The novel’s climactic sequences are set in a London whose flood defences are failing, and whose streets are gradually giving way both to anarchy and to the rising waters. Interestingly this is a gradual catastrophe, unfolding over a year or so of narrative time. Much of the story is seen from the viewpoint of the journalist who stays to report on the dying city, so the reader learns first of abandonment of low lying areas, then of conflict over the heights of London’s hills, before the population dwindles out of the city entirely. As Wyndham notes, in a gradual flooding event, the direct loss of life from the water is small, but infrastructure failure and conflict over the limited remaining land and resources result in tragedy. Through the press wires and the radio the characters hear of societal breakdown and chaos first overseas and then in the north of England (to where the government has been evacuated), but the narrative remains focused on the inexorable rise of the water and the profound sense of loss that goes with it.
“A man and a woman on the Empire State Building were describing the scene. The picture they evoked of the towers of Manhattan standing like frozen sentinels in the moonlight while glittering water lapped at their lower walls was masterly, almost lyrically beautiful - nevertheless it failed in its purpose. In our minds we could see those shining towers - they were not sentinels, they were tombstones.” (pg 223/4, Penguin 2008 edition)
The story ends with the sea levels stabilising, and the isolated survivors hoping to rebuild their society, but before any kind of new world can be established.

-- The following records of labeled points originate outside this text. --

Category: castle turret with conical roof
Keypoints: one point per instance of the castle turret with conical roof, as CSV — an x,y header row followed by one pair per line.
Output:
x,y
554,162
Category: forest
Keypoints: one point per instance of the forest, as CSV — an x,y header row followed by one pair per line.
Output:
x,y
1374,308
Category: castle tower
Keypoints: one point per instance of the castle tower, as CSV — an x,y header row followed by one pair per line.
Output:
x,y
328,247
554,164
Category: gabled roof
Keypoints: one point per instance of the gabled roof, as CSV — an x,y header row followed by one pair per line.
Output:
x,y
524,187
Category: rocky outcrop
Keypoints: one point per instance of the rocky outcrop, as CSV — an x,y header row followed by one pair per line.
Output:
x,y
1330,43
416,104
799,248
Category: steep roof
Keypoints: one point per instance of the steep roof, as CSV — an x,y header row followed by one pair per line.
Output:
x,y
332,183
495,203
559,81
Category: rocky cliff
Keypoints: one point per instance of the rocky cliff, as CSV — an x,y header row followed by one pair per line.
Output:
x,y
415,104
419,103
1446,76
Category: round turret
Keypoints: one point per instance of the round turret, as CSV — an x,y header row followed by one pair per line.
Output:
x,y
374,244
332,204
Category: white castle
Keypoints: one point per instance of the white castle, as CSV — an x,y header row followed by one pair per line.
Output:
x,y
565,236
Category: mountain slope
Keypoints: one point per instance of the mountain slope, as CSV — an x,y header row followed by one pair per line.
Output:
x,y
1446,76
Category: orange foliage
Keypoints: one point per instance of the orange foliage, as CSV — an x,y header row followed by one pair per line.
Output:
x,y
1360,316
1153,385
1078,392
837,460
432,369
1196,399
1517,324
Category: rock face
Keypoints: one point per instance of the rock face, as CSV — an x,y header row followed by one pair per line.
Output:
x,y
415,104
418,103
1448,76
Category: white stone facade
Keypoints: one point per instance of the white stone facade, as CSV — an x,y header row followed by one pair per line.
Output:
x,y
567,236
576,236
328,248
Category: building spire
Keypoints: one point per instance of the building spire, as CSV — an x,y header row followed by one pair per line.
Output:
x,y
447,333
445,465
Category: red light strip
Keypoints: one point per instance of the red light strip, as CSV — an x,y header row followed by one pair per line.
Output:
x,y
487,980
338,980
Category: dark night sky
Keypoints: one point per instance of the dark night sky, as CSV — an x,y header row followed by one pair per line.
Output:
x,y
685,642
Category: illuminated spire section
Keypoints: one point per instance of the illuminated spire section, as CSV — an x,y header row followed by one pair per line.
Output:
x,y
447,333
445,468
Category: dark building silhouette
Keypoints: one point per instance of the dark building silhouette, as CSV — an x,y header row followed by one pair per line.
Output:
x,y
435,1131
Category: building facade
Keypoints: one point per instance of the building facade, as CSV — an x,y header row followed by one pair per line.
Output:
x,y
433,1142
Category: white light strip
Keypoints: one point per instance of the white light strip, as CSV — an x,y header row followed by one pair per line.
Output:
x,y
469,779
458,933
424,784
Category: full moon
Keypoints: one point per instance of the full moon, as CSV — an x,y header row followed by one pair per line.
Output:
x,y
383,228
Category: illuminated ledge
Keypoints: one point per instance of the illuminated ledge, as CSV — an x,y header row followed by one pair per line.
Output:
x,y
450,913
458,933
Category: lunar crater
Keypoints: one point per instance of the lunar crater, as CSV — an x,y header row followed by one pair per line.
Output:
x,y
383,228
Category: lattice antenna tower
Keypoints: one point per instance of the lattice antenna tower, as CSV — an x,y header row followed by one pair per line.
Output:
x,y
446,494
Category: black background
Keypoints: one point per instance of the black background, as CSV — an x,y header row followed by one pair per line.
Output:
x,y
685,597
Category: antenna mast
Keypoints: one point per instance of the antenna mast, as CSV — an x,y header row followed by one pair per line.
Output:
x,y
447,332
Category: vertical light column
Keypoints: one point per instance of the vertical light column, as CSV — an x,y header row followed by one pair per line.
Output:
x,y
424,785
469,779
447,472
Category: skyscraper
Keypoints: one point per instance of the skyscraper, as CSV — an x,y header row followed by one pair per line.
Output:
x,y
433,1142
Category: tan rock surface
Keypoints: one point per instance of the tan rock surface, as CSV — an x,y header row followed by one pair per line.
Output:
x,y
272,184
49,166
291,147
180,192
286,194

In the same tradition, but set rather later in a similar process is The Drowned World (novel, 1962) by J G Ballard. Another writer with a penchant for catastrophism, Ballard attributes the fall of London to an increase in solar flare irradiation. This raises the mean global temperatures, renders equatorial regions uninhabitable, reduces fertility, and puts temperatures in London at the limits of endurability. As a result, the world’s much diminished population has withdrawn to the poles, and London is drowned in a tropical lagoon. The story follows a group of researchers recording the flora and fauna of the new environment, resisting the arbitrary looting and destruction of a group of scavengers, and embarking on an increasingly detached journey of discovery into their own psyche. Here Ballard parallels London’s decay, societal and moral breakdown with a breakdown in mental barriers and inhibitions. His characters drift through something of a lyrical dream world in which both the planet and the mind of man seems to be retreating towards the simplicity of pre-history:
“In the early morning light a strange mournful beauty hung over the lagoon; the sombre green-black fronts of the gymnosperms, intruders from the Triassic past, and the half-submerged white faced buildings of the 20th century still reflected together in the dark mirror of the water, the two interlocking worlds apparently suspended at some junction in time, the illusion momentarily broken when a giant water-spider cleft the oily surface a hundred yards away.”

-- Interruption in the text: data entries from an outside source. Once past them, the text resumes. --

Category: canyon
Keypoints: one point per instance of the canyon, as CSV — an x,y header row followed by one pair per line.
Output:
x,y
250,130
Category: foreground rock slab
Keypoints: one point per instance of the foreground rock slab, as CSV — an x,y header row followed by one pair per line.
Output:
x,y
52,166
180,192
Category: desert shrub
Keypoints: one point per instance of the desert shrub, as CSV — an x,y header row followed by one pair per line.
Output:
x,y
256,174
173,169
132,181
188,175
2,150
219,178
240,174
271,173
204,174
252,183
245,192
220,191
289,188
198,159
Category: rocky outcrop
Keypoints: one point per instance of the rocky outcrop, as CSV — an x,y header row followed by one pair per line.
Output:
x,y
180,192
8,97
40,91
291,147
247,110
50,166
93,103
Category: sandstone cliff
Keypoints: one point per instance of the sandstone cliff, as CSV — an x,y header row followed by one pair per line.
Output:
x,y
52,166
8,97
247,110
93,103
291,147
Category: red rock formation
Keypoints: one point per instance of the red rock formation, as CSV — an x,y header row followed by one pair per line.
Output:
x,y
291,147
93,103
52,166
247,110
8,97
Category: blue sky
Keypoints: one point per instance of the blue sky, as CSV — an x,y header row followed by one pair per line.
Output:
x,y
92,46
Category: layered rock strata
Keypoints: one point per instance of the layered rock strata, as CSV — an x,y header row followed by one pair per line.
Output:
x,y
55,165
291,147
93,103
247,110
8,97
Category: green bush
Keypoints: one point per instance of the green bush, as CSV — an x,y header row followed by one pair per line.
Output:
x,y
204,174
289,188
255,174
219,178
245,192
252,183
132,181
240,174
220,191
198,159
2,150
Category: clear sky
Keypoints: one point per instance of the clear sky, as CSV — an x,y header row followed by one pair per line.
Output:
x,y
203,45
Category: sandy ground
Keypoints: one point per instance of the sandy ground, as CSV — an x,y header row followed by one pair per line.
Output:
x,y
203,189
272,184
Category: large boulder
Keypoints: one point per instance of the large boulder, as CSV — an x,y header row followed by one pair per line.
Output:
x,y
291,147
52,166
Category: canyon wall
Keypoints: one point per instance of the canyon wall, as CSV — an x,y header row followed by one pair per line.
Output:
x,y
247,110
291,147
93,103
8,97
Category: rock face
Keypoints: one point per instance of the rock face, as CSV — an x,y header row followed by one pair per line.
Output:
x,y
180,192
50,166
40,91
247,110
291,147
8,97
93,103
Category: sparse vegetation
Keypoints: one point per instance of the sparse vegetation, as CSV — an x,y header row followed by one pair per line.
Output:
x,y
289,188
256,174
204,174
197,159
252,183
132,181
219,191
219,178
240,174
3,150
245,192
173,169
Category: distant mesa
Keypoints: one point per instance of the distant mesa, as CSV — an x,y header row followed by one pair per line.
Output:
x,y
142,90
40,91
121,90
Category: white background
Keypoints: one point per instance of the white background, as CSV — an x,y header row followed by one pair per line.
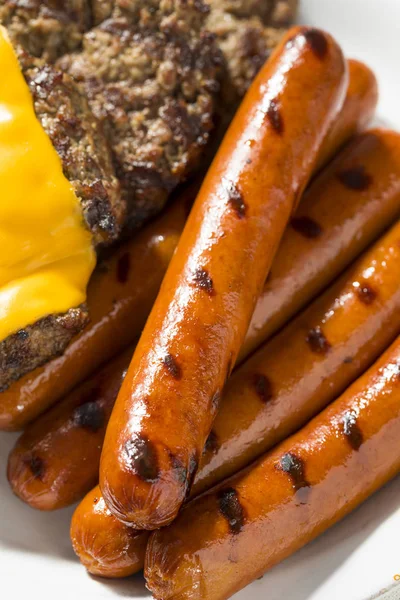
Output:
x,y
353,561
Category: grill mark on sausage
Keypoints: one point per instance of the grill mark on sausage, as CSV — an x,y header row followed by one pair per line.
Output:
x,y
142,457
317,341
275,118
123,268
229,368
355,178
89,416
294,467
202,279
171,365
235,198
317,42
36,466
306,227
366,294
212,443
352,431
263,387
215,401
231,509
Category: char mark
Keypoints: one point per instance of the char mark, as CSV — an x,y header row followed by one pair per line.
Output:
x,y
142,458
123,267
317,341
294,467
172,366
202,279
231,509
306,227
235,198
352,431
275,118
355,178
366,294
89,416
317,42
36,466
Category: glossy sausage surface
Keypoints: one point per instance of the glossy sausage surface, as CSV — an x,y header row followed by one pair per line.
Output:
x,y
119,549
356,195
190,343
286,383
120,294
229,537
358,110
126,286
56,460
291,378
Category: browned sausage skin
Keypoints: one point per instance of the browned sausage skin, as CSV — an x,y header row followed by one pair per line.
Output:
x,y
282,386
55,462
358,110
119,549
190,343
227,538
127,284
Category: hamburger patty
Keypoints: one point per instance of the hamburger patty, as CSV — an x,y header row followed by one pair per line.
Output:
x,y
150,72
47,28
86,161
247,31
36,344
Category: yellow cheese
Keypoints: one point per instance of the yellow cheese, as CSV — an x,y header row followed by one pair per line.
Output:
x,y
46,252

The frequent catastrophism of science fiction in the mid twentieth century arose, at least to some extent, from fears of nuclear war and of the rapid rate of societal change. However stories of flooded worlds re-emerged in science fiction at the cusp of the twenty-first century, with the fears of anthropogenic climate change replacing or supplementing earlier concerns. The movie Waterworld (1995, dir. Reynolds) was famously the most expensive film ever made at the time. Kevin Costner featured as an unnamed protagonist dubbed the Mariner, who travelled between floating settlements, eking out survival on a future world in which all land (except perhaps a distant and mythical paradise known as Dryland) is submerged. The reason for the ice caps melting, leading to the sea level rise, is left ambiguous, although both the screenwriter and director intended it to be a cautionary tale about climate change. The film itself focuses on visual spectacle and on a journey of redemption for the anti-hero Mariner character, which parallels the search for Dryland.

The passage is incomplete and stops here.